Der Vergleich zum antiken Rom ist hier bewusst gewählt. Denn allgemeinhin wird sein Niedergang mit der „Völkerwanderung“, also dem Einfallen germanischer Stämme in das weströmische Reich, in Verbindung gesetzt. Das gilt es in der EU natürlich zu verhindern, argumentieren viele Konservative. Dabei ist das Imperium Romanum in einem langen Prozess der inneren Dekadenz gefallen. Besonders der Umstand, dass eine Wertentleerung im damaligen Gesellschaftsleben stattgefunden hat, sollte uns zu denken geben. Denn ein Reich, das sich durch Mauern schützen zu müssen glaubt, ist im inneren Werteverfall begriffen. Wenn man weiß, wer man ist, wofür man steht und wofür nicht, fürchtet man „das Andere, Fremde“ nicht, wie wenn man sich der eigenen Rolle nicht bewusst ist.

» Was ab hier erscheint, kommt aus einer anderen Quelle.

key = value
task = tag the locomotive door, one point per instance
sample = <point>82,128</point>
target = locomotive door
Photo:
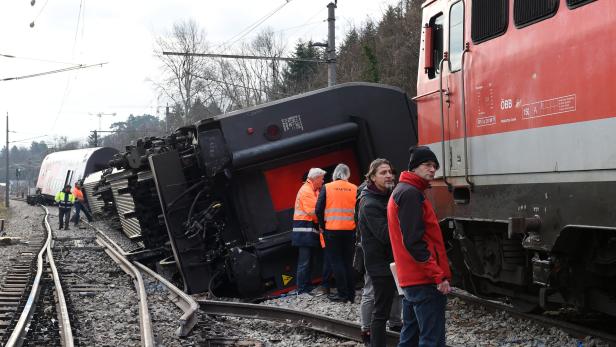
<point>453,103</point>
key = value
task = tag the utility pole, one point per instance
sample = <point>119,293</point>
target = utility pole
<point>6,190</point>
<point>100,115</point>
<point>95,138</point>
<point>331,44</point>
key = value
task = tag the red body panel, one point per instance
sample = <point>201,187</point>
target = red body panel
<point>283,182</point>
<point>553,72</point>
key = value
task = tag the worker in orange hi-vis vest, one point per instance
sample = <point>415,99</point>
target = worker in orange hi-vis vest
<point>305,234</point>
<point>336,213</point>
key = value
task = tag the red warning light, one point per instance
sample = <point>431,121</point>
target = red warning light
<point>272,132</point>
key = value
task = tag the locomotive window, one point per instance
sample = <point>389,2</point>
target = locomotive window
<point>489,19</point>
<point>527,12</point>
<point>456,35</point>
<point>577,3</point>
<point>436,23</point>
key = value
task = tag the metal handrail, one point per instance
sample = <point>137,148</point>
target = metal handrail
<point>466,177</point>
<point>440,87</point>
<point>66,334</point>
<point>147,336</point>
<point>426,94</point>
<point>16,338</point>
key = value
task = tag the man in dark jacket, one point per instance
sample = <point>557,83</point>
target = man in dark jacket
<point>372,224</point>
<point>419,252</point>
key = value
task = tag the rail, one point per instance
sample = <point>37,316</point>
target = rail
<point>147,336</point>
<point>16,338</point>
<point>184,301</point>
<point>340,328</point>
<point>66,334</point>
<point>571,328</point>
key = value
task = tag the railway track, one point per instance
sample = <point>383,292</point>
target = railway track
<point>572,328</point>
<point>22,286</point>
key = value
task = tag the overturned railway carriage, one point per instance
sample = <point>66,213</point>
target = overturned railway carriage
<point>218,196</point>
<point>516,98</point>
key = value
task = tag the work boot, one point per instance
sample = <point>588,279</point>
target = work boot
<point>396,328</point>
<point>365,338</point>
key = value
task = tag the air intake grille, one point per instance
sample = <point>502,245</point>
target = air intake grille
<point>577,3</point>
<point>489,19</point>
<point>526,12</point>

Das Einzige, was Mauern bewirken, ist eine Einengung des Horizonts derjenigen, die die Mauer errichtet haben. Die Geschichte hat gezeigt, dass es immer diese verunsicherten Gruppen, Stämme und Völker waren, die durch ihre Abschottung den Anschluss an das Weltgeschehen und die Weltentwicklung verloren haben. Die Illusion, sich eine „Insel der Glückseeligen“ schaffen zu können, darf nicht unser politisches Handeln bestimmen.
Es sind nicht die Menschen hinter der Mauer, die die EU bedrohen, sondern die Mauer selbst. Sie besiegelt den Untergang, der vermeintlich durch ihre Errichtung verhindert werden soll. Denn es ist im Umgang mit diesen Menschen hinter der Mauer, an dem sich entscheidet, ob Europa und seine Werte eine Zukunft haben.
Fußnote:
¹ Trumps Ankündigung, die Mexikaner*innen für die Kosten der „großen Mauer“ zahlen zu lassen, hat sich in einer gewissen Hinsicht bewahrheitet, jedoch sicherlich anders als er es sich gewünscht hatte. Denn die Migrant*innen aus Lateinamerika sind mittlerweile ein so erheblicher Wirtschaftsfaktor für die Binnenwirtschaft der USA, dass sie sicherlich mit ihrem Steueraufkommen, die Mauer mitfinanziert haben.